This post was written by a member of the Debut Student Publisher Network. Zaki spoke to a veteran journalist to get the real scoop on how to snag that pay rise:
It’s not a question you’re likely to be in a hurry to ask. Few people enjoy talking about money in the workplace, especially with their boss. But building up the confidence to ask this key question, and doing so in the right way, can increase your income considerably.
Phil Sutcliffe is a veteran music journalist who has worked for Melody Maker, Sounds, Q and Mojo. He now runs courses for the National Union of Journalists on pitching and negotiating. He spoke to Debut about how to ask for an increase in pay.
Do it at the right time and think through your choice of words
Timing is important. There may be a natural time to ask. Doing so within weeks of starting work is unlikely to be a good idea, but broaching the subject during an appraisal or performance review could work well.
Try and do it when your boss doesn’t seem too busy or stressed. Ask if they have a minute to chat and plan what you’re going to say in advance. Tell them about what you’ve brought the company. What good things have you done to show your value? Emphasise that you see your future at the company but that it would mean a lot to be paid a bit more.
“Always do it politely, non-confrontationally, so you’re starting a negotiation, not an argument.

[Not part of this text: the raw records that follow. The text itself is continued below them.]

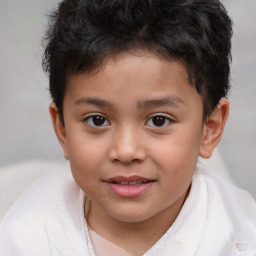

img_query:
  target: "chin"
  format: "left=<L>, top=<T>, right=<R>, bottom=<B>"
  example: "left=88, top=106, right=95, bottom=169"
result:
left=108, top=208, right=155, bottom=223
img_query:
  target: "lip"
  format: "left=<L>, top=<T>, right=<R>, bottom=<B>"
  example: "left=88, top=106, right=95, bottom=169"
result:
left=104, top=176, right=155, bottom=198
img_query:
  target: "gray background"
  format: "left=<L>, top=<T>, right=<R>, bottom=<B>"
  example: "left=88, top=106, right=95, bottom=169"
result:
left=0, top=0, right=255, bottom=198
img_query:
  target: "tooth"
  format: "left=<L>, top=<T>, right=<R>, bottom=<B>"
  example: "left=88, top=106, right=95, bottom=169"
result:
left=129, top=181, right=137, bottom=185
left=120, top=181, right=128, bottom=185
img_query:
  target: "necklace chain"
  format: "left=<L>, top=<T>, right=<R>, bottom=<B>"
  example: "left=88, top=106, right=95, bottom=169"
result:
left=84, top=220, right=97, bottom=256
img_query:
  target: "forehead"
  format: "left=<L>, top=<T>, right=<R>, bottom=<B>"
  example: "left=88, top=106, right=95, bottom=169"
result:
left=65, top=50, right=202, bottom=111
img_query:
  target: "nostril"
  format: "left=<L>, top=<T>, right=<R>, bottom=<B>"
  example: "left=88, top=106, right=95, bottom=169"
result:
left=109, top=147, right=147, bottom=164
left=113, top=157, right=145, bottom=165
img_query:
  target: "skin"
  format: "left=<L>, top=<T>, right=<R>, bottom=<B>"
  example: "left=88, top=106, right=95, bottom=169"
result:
left=50, top=50, right=229, bottom=255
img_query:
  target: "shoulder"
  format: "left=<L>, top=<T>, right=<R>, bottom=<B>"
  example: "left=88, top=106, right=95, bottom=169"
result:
left=196, top=161, right=256, bottom=223
left=0, top=162, right=87, bottom=255
left=195, top=161, right=256, bottom=255
left=1, top=162, right=78, bottom=219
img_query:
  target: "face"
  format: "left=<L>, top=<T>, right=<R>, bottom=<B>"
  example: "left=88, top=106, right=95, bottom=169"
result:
left=52, top=51, right=209, bottom=224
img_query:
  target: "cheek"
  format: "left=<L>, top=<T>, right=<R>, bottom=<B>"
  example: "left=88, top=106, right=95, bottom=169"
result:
left=68, top=129, right=104, bottom=156
left=67, top=136, right=106, bottom=178
left=153, top=137, right=199, bottom=165
left=151, top=130, right=201, bottom=178
left=68, top=141, right=104, bottom=197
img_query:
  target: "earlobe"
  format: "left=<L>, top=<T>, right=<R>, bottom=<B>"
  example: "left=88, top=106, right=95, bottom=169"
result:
left=199, top=98, right=229, bottom=159
left=49, top=103, right=70, bottom=160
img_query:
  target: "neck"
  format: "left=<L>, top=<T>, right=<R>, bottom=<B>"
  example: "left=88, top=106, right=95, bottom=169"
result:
left=86, top=187, right=189, bottom=255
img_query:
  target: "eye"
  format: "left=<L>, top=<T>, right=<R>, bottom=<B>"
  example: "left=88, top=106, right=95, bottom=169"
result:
left=146, top=115, right=172, bottom=127
left=85, top=115, right=110, bottom=127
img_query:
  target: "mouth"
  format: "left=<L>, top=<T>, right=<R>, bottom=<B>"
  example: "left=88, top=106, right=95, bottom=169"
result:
left=104, top=176, right=155, bottom=197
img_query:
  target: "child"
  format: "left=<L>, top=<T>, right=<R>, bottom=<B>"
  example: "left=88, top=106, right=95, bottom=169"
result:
left=1, top=0, right=256, bottom=255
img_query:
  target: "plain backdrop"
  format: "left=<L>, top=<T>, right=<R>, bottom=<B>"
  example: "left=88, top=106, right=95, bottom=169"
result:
left=0, top=0, right=255, bottom=198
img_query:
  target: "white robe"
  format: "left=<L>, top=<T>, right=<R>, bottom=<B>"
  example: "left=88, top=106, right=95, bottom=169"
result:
left=0, top=162, right=255, bottom=256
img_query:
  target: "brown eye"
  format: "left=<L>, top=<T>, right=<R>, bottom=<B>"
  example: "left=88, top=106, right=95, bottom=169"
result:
left=146, top=115, right=172, bottom=127
left=86, top=115, right=110, bottom=127
left=152, top=116, right=166, bottom=126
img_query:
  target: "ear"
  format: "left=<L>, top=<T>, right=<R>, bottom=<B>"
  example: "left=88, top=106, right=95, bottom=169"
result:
left=49, top=103, right=69, bottom=160
left=199, top=98, right=229, bottom=159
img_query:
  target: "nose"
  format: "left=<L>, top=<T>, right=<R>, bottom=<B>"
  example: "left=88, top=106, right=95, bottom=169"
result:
left=108, top=126, right=147, bottom=164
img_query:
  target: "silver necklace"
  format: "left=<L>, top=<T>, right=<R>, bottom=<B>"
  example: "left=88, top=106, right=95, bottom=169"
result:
left=84, top=219, right=97, bottom=256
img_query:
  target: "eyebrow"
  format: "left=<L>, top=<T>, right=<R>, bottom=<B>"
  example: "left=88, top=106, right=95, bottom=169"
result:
left=74, top=97, right=112, bottom=107
left=74, top=96, right=184, bottom=109
left=137, top=96, right=185, bottom=109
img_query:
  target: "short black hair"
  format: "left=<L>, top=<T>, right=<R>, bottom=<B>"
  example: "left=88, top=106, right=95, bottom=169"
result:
left=43, top=0, right=233, bottom=124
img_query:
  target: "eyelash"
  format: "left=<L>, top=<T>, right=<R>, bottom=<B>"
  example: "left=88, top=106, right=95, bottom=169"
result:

If the answer is no, no, no, you come back to their original offer”, Sutcliffe says.
If you don’t ask, you don’t get
Some companies look at giving annual pay increases across the board, particularly where there is strong trade union representation, but many don’t.
“It’s remarkably widespread to see the people who ask for more getting it and the people that decide against doing so not getting it”, Sutcliffe says.
He points out that, just as many young workers are reluctant to ask for a pay rise, lots of those who have been in work for longer are the same.
One of his mantras is “always ask for more”. He usually cites this when discussing freelance rates, but says it’s also applicable to salaried jobs: “It’s because you need to explore the situation. Don’t accept as a given that a potential client or potential employer’s first offer to you is their final offer”.
Ask in person where possible
How do you ask? It’s entirely up to you. Some might prefer an email as they may find it awkward to ask in person.
But I think asking in person might be slightly more effective. Then you’ll be able to see their reaction first-hand and, if they decline, get an idea of how close to saying yes they were. In general, I think people tend to be more negative when they have the luxury of hiding behind an email. They also then have as long as they want to reply.
Asking in person might catch someone slightly off-guard and have them suggest that you “ask again in a couple of months”. Then you’d be in a stronger position two months on, which might be a shorter period of time than what they might suggest by email once they’ve had time to look at the company’s books or ask their own manager.
Find out what might be a reasonable rate to aim for
Speak to your colleagues in the pub. Casually ask what they’re on or how long they waited to ask for a rise. Chat to your trade union rep if you have one; they’re likely to know what the company pays some of its employees. Look at what salary other companies are offering for similar jobs online. If you want to suggest a figure rather than ask what they might be willing to offer, you could mention what rival companies pay those in similar roles to help your case.
But don’t threaten to leave if they turn it down or do anything which may leave you in a difficult position.
Negative consequences are extremely rare
Sutcliffe says that a widespread fear among people considering asking for more is that their employer will react negatively and even punish them for posing the question.
“But it’s vanishingly rare. We have heard of cases where that’s happened, but it’s really, really unusual. Particularly if you keep to non-confrontational ways of doing it, both in what you say and your tone of voice. Emails have tone of voice as well.”
It’s fair to say it’s very unlikely you asking for more will get the same reply Oliver Twist did in Charles Dickens’ famous novel.
There may be a silver lining even if you don’t get it
Even if your boss says no, asking for more can have positive consequences. If they say they’ll chat about it again after a specified period of time, make a note of when and remember to ask once more then.
Putting the question to them and making them think about what your work is worth could lead them to value it more. They may also see qualities in you that they want their employees to have.
“Your employer is likely to see you as a person with a degree of confidence and self-esteem, and think that, when representing them, you’re likely to be better at striking good deals with other people the company does business with”, Sutcliffe adds.
There are some questions you never particularly want to ask, but building up the confidence to do so can be important, even if you don’t get the answer you were looking for first time round.